Cf 372b counting rectangles is fun [DP + Data Maintenance]

Returns a matrix of N rows and M columns.

The element is 0 or 1.

Q inquiries

A, B, c, d

Evaluate the number of rectangles (A, B) To (c, d) composed of 0.

We define

That is, how many rectangles (A, B) To (c, d) are composed of 0?

For a rectangle

DP [a] [B] [C] [d] = DP [a] [B] [C] [D-1] + dp [a] [B] [C-1] [d ]-DP [a] [B] [C-1] [D-1] + contains the lower right corner (current point);

The focus is onContains the rectangle (current point c, d) in the lower right corner, How to calculate this

We can perform a brute-force scan. The complexity of the NM is multiplied by the complexity of the original, and the time limit has been exceeded.
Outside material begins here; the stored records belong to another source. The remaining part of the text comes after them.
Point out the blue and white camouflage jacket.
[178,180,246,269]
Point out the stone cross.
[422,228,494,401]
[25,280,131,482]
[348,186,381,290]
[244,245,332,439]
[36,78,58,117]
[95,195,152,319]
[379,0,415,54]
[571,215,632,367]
We can also use a vector to record the position of 1 and scan the rows we have scanned, perform a binary search for the position 1 in G [this row] (first 1 between column B and column D), and then calculate the result based on the relative position. The worst search complexity is

You can also press the whole graph.

We need to know the situation where Column B is 1 in column D,We first shift the number of S representing the status of this row to the state where only column B is left to column D.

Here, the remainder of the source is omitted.